À l'écoute de la Parole de Dieu
4eme Dimanche de Carême 14/03/2021
2 Ch. 36, 14-16.19-23 ; Ps. 136 ; Ep.2, 4-10 ; Jn.3, 14-21
Deux dimanches avant d’entrer dans la passion, la liturgie nous présente le mystère du mal et du salut.
Dans la première lecture (2 Ch), l'auteur vers les années 350 rappelle les catastrophes vécues par le peuple : Israël a tout perdu, son indépendance politique et religieuse. Jérusalem et le temple sont détruits : l’élite du peuple est emmenée en esclavage à Babylone. C’est le point zéro à cause, dit le prophète, des péchés du peuple. Mais il annonce que le salut viendra et qu’Israël retrouvera sa liberté politique et religieuse.

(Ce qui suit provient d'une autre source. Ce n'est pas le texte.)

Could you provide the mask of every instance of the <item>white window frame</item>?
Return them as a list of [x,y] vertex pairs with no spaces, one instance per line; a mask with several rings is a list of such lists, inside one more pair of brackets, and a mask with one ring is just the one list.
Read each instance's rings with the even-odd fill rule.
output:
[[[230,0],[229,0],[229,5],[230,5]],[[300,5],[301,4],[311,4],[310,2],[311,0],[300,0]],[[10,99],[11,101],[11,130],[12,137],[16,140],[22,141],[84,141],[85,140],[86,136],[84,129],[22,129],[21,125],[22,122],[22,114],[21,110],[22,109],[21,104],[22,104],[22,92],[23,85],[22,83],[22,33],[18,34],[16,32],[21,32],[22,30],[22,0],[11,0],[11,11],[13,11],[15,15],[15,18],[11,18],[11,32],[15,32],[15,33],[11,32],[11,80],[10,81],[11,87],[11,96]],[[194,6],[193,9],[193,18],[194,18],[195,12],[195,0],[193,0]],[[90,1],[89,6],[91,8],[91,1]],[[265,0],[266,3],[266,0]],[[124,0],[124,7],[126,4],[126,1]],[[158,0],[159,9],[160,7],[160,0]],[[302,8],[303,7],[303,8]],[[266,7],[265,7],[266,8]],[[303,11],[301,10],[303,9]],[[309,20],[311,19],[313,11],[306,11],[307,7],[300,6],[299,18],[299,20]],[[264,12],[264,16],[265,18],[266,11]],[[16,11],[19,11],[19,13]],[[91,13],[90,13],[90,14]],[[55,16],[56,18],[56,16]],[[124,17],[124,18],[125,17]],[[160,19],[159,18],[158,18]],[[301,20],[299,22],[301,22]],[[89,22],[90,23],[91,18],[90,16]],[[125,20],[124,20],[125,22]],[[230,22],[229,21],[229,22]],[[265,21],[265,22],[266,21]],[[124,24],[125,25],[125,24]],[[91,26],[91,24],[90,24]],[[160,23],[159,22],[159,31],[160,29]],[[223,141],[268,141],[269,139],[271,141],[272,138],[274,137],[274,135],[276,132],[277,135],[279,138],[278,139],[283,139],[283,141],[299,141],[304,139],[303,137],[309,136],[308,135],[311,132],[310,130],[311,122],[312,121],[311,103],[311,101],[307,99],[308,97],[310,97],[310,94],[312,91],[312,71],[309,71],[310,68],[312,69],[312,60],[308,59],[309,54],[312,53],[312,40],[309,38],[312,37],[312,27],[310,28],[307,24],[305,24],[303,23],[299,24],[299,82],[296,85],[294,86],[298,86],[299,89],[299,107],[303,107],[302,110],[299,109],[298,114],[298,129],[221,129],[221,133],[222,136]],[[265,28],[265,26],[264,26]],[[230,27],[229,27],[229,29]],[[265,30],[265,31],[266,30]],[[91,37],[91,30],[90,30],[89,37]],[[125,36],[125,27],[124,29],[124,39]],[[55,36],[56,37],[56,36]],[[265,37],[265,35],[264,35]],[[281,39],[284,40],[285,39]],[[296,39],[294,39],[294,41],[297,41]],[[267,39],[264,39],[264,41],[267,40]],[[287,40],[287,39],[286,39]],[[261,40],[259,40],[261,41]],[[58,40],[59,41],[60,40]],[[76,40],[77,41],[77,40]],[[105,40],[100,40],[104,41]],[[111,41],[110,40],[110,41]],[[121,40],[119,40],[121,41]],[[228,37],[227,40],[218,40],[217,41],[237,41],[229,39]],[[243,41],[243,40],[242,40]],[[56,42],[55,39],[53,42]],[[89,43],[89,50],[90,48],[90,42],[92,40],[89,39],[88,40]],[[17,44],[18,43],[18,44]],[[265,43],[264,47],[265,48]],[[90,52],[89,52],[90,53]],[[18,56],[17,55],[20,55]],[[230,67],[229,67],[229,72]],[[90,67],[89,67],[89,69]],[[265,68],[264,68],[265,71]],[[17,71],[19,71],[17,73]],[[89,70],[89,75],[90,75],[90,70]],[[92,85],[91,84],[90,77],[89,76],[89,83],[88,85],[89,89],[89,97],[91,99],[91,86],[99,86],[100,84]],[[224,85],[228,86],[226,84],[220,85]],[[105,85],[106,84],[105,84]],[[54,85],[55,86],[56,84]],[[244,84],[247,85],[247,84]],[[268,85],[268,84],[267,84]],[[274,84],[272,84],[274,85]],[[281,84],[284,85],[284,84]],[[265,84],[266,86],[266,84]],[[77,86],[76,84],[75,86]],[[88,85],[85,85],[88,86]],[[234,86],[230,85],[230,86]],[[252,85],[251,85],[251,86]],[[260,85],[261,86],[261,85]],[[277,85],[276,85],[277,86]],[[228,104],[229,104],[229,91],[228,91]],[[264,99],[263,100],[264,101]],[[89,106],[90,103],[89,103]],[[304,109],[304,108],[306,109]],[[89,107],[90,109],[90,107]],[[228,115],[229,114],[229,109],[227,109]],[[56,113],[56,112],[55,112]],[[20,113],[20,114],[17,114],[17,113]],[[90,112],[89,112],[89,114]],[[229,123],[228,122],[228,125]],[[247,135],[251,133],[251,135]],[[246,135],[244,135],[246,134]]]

Paul ou un disciple, dans l'épître aux Éphésiens, présente la source du salut, l'amour du Père pour les hommes manifesté tout au long de l’histoire culmine en son fils Jésus-Christ. Il affirme même — un des rares textes du Nouveau Testament — que le salut n'est pas seulement à attendre pour la Fin des Temps, mais est déjà là : « C’est bien par grâce que vous êtes sauvés ; avec lui, il nous a ressuscités et il nous a fait siéger dans le Christ Jésus ».
L’Évangile (Jn 3, 14-21) présente les deux versants : le salut : « Dieu a tellement aimé le monde qu'il a donné son fils unique ... non pas pour juger le monde mais pour que par lui le monde soit » ; le mal : « Les hommes ont préféré les ténèbres à la lumière ».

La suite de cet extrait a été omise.